In short, our present understanding of random mutation and NS is unable to account for major structural changes. Nevertheless, Rostand remains a believer:
· "However obscure the causes of evolution appear to me to be, I do not doubt for a moment that they are entirely natural."
Why does he not doubt? It is not because the evidence has relieved him of doubt.
Sewell points out another problem. The ultimate proof-criterion or rationale of evolution – commonalities prove common descent – fails repeatedly. There are many instances where commonalities do not reflect common descent, and this undermines the entire rationale of evolution. For this, Sewell quotes Wolf-Ekkehard Lönnig and Heinz-Albert Becker article on carnivorous plants in Nature Encyclopedia of Life Sciences:
· “...carnivory in plants must have arisen several times independently of each other... the pitchers might have arisen seven times separately, adhesive traps at least four times, snap traps two times and suction traps possibly also two times.... The independent origin of complex synorganized structures, which are often anatomically and physiologically very similar to each other, appears to be intrinsically unlikely to many authors so that they have tried to avoid the hypothesis of convergence as far as possible.”
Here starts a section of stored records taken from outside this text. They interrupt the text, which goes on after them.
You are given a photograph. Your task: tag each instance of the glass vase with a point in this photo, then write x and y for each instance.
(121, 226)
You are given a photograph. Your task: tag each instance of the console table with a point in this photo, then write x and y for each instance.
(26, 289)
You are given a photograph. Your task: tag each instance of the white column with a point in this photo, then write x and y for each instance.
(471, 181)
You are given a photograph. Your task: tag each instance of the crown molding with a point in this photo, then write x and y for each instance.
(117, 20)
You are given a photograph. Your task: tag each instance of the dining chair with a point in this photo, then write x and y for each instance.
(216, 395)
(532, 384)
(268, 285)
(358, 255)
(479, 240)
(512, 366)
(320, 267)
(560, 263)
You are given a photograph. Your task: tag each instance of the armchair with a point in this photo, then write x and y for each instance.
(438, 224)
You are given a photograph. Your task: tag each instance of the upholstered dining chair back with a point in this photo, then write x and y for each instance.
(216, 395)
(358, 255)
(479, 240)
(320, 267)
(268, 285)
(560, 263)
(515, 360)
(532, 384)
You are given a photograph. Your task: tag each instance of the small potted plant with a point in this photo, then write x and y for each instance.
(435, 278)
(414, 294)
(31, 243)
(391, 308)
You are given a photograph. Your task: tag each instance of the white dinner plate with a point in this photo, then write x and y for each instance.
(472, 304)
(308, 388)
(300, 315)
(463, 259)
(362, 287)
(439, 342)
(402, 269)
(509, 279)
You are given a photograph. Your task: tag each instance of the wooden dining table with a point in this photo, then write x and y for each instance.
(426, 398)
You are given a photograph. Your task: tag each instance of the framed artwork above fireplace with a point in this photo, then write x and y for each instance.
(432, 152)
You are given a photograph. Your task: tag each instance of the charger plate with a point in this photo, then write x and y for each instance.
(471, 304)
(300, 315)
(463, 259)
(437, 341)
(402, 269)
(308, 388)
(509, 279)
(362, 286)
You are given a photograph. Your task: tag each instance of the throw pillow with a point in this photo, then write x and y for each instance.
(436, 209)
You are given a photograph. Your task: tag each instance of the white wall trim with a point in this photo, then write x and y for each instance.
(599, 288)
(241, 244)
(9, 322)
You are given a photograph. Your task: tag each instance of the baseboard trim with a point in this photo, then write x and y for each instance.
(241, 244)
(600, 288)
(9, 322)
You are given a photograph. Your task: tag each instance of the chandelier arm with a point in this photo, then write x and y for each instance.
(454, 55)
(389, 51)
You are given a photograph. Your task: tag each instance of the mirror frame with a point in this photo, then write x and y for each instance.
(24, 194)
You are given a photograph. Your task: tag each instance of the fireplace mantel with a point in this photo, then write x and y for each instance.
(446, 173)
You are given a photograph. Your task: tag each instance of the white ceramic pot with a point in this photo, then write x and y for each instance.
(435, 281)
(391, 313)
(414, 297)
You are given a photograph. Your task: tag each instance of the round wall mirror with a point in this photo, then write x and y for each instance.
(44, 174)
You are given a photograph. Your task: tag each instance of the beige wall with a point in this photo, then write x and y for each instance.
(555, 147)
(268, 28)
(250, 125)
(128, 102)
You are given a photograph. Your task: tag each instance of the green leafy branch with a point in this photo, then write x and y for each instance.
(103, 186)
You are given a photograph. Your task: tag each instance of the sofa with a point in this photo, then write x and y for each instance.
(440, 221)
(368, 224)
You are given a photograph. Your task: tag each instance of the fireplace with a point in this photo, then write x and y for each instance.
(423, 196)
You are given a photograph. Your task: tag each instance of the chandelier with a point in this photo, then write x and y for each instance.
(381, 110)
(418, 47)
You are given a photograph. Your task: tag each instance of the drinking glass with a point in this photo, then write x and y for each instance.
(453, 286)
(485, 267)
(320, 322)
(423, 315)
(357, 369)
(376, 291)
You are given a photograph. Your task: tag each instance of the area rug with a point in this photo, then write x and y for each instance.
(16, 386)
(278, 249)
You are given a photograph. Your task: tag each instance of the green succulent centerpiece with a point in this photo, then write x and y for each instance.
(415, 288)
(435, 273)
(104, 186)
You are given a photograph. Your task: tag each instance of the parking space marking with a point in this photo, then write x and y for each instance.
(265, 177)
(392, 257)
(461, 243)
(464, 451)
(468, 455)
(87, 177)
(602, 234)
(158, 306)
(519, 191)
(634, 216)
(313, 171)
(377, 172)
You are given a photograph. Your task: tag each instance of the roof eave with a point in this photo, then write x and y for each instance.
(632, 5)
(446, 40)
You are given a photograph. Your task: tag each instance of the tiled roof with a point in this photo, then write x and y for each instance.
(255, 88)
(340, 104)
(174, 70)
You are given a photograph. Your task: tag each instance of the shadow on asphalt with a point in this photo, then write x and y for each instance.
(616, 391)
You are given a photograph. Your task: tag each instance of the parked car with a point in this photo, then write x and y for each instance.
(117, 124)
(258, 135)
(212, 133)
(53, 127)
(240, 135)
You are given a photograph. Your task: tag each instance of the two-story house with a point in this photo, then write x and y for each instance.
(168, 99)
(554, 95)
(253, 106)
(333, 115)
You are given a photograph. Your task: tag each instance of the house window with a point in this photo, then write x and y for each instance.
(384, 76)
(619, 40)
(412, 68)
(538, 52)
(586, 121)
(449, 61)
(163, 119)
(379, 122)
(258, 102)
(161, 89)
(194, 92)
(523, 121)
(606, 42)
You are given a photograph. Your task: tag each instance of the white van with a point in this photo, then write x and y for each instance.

"Convergence" admits that commonalities do not have to be the product of common descent. Instead, evolutionists admit that common structures arise independently and by chance. Sewell concludes:
· The probability of similar designs arising independently through random processes is very small, but a designer could, of course, take a good design and apply it several times in different places, to unrelated species.
Notice that evolution has rigged all the “evidence” in their favor. Where commonalities clearly do not possibly arise from common descent, the evolutionist calls it “convergent evolution” and claims a victory. Where there exists a possibility that commonalities had come from common descent, again, evolutionists claim a victory. No matter the findings, the evolutionist claims that his theory is a proven fact. Heads I win; tails you lose.